A presentation of how to use the CAST for web archiving, in crawling, analysis and packaging of web sites.
The picture above shows an overview of CAST (the blue area). Today we use CAST to collect sites that published on the Internet but our intent is to use CAST also for other types of material.
Collection in CAST is done using the crawl tool Heritrix. Heritrix is designed specifically for preservation of web and is used in the largest online collections around the world. (Read more about Heritrix on the page CAST.)
Heritrix is complicated to use and we have built an interface that facilitates the start of a collection. This was used earlier in the project Test Platform, nowdays we configure each new collection directly in Heritrix because we want to be able to customize collections more fine-grained.
One of the strengths of Heritrix is that it can preserve collected sites in the file format WARC, created for this purpose by the people behind the Internet Archive and IIPC. (Read more about WARC on the page CAST.)
When a collection is completed, after a few hours or days depending on its size, it is managed through a webpage.
For each collection is displayed the date it was made, URL to the site, a description and its name. The columns to the right gives three options:
View website ("Visa") shows the collected web using the software Wayback Machine, installed on our own server. The user chooses a date from a table displaying all occations this particular site was crawled by us.
Wayback viewes the WARC files in the same way as when they were published on the internet, ie you can click through menus and links and everything looks as it did on the actual website.

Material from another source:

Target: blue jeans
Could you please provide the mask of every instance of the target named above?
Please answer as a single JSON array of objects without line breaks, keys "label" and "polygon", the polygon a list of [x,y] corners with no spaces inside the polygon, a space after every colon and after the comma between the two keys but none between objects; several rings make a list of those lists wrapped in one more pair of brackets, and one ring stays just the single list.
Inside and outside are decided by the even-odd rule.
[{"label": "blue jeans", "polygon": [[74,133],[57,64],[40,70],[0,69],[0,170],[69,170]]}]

What does not work is search boxes and dynamic pages with content depending on a choice made by the user. External links can be seen but are not clickable.
The address bar shows that this is a downloaded site on our server at the LDP center. There is also information about the date and time when the collection was made. (More information on the Wayback Machine on the page CAST.)
In the picture above, we have chosen the second option from the table, View analysis ("Visa analys").
Above the table is an ID for the package that contains all the files downloaded, the date of collection and the domain in beeing crawled. The total number of files collected on this analysis was 22,862.
The two tables presents the files in MIME format and version, what types of files existed at the time of collection, how many files from each type, and three references to each file:
Outside the picture is more information: one table with files not reliably identified, one listing all http status codes (eg 404, file not found) and one with results from virus control, all with links to every file and its references.
All this is summarized by us to a analysis report with the aim to be used for creating better archive packages but also to make the published site better for users today and easier for future preservation.
CAST was developed to create metadata files and automatically fill them with data from the tools used, and finally verify them against schemas. The purpose of these functions are primarily to facilitate for the authorities as metadata structures has been built in collaboration with the Swedish National Archives. Another major advantage is that the error rate decreases.
Some of the metadata needed can not be downloaded automatically but must be filled in manually by the user. For this we have created a form where the user enters information about the organization, registration number, etc. The form on the picture is for creation of National Archives ADDML files.
We offer to develop customized forms according to other organizations needs.
Finally, CAST creates an information package of the collected web site files including log files and report files from the tools. At this stage the user can choose which metadata files to be included in the package, even if some are mandatory to our tool.
The customer receives an information packet in the form of a TAR file. The package includes the collection (of one or more WARC files, depending on size), metadata files (ADDML, PREMIS, METS and File info, all in XML) and a number of reports and log files from crawling tool, including check sums.
Finally, we deliver the TAR file and the analysis report in digitally as agreed, for example, with FTP, or on storage media.